De la même façon, si ce ne sont pas les parents qui accompagnent leur enfant aux séances, nous essayons de nous contacter régulièrement par téléphone, mail ou rendez-vous en dehors de la présence de l’enfant pour faire le point sur la prise en charge. J’essaie également d’échanger le plus possible avec les autres intervenants (enseignant, psychologue, psychomotricien, médecin) et d’assister aux équipes de suivi de scolarisation.

Les entrevues ou réunions physiques et téléphoniques, qui se déroulent hors de la séance avec l’enfant, ne sont pas prévues à la nomenclature des actes d’orthophonie : l’orthophoniste prend sur son temps libre ou annule des séances d’autres patients, et n’est pas rémunéré pour ces réunions.

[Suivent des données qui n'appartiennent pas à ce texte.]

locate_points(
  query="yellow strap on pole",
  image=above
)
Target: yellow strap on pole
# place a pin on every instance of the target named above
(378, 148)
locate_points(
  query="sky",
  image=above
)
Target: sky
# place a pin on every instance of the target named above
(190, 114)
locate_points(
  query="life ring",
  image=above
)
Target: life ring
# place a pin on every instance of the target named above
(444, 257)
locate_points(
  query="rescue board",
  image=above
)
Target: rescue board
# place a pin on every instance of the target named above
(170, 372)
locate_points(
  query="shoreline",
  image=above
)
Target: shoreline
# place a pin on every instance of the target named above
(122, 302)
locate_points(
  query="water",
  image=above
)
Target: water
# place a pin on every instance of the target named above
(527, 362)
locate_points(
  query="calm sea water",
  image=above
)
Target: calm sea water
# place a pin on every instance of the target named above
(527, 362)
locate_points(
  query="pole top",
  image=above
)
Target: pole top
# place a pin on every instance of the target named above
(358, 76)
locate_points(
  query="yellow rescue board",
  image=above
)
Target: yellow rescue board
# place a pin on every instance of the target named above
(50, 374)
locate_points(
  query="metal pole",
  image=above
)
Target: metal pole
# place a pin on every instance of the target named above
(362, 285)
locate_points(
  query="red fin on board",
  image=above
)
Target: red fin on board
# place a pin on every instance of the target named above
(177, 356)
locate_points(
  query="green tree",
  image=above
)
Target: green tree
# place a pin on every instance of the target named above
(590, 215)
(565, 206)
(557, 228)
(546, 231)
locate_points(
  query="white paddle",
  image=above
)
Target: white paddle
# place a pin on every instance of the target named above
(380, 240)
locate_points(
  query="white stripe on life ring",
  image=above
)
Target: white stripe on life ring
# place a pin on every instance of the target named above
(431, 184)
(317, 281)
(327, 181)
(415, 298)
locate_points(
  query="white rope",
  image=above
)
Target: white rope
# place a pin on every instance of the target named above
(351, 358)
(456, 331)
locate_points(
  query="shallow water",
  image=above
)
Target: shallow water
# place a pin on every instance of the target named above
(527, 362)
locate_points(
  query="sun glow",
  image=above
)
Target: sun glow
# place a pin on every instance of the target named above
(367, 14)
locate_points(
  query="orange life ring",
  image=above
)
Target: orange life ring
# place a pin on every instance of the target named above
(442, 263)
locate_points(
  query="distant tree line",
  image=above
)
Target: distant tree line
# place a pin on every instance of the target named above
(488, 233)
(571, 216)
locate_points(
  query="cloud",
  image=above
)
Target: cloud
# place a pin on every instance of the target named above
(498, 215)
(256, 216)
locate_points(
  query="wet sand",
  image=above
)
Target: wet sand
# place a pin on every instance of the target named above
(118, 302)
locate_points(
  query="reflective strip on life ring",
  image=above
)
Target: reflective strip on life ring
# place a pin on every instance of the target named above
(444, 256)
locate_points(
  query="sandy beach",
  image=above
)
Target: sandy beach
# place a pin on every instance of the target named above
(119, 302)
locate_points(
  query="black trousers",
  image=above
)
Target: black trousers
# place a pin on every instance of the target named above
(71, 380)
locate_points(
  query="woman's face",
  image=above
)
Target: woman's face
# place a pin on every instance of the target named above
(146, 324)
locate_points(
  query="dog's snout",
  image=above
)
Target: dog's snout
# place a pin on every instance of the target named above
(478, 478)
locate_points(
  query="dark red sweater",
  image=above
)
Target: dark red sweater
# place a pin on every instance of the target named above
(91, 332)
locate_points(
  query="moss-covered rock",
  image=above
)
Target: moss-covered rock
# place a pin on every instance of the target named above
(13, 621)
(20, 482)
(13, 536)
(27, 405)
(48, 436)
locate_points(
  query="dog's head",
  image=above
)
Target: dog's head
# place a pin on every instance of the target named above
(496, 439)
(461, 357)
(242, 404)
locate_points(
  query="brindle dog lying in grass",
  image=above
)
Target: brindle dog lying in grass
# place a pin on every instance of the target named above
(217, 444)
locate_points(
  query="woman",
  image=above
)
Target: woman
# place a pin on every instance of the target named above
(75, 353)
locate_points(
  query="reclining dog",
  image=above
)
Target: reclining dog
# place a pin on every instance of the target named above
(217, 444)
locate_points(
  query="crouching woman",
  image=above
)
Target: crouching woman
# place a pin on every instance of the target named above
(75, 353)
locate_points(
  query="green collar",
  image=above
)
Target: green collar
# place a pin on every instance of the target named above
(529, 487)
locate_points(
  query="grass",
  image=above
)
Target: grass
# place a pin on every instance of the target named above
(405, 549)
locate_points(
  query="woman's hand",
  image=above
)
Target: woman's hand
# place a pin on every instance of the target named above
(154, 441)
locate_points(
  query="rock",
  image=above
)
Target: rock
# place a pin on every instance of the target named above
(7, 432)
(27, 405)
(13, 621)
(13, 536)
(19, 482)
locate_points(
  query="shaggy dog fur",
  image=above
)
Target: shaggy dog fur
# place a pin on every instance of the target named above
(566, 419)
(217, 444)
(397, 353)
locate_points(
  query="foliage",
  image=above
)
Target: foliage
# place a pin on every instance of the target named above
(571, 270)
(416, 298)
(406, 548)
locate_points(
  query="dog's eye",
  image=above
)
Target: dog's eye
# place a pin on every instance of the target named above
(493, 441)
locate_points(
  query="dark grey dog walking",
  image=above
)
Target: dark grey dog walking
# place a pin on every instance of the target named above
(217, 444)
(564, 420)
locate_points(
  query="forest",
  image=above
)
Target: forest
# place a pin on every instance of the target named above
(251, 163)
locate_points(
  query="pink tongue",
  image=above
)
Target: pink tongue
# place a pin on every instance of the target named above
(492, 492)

Intérêt de la vidéo en orthophonie

L’année dernière, j’ai investi dans un matériel vidéo pour le cabinet, et je ne le regrette absolument pas.

  • Utilisations de la vidéo

Je filme principalement les évaluations, mais il m’arrive aussi parfois de filmer certaines séances.
À l’IME nous filmons les activités, les repas dans une perspective d’observation pluridisciplinaire et d’analyse des comportements.

Je travaille sur Mac et utilise le logiciel iMovie ’09 pour les montages (je n’en avais jamais fait avant, il est très simple).

film

  • Intérêts

– Pour moi : cela me permet d’observer après l’évaluation les comportements, les réponses, le regard… que je n’ai pas toujours le temps d’observer pendant la passation des épreuves. Je m’appuie sur la vidéo de l’évaluation pour rédiger mon compte rendu de bilan orthophonique.
Je peux également comparer et quantifier l’évolution après plusieurs semaines, mois, années. Nous oublions parfois comment était l’enfant quand on l’a rencontré, 6 mois, 1 an, 5 ans auparavant. La vidéo permet de s’appuyer sur des éléments concrets, mesurables et observables.
– Pour les autres intervenants de l’enfant (parents, éducateurs, psychologue…) : il s’agit de pouvoir montrer par les images comment se déroulent les séances, les évaluations, comment se comporte l’enfant avec moi. Là encore il s’agit de pouvoir observer et quantifier des comportements, et de voir s’ils sont les mêmes dans plusieurs contextes.

  • Mon matériel

A titre indicatif, voici le matériel que j’ai acquis :

– caméscope HD Canon Legria HFR27

canon

– trépied

trépied2

– pochette de transport

  • Avis

C’est devenu un outil indispensable pour moi. C’est un investissement au départ, mais qui me sert aujourd’hui énormément.

On peut observer beaucoup d’éléments avec une vidéo, que l’on ne voit pas toujours quand on est dans l’ « action ». Cela permet également d’évaluer ses propres attitudes, de repérer ses erreurs pour essayer de se corriger.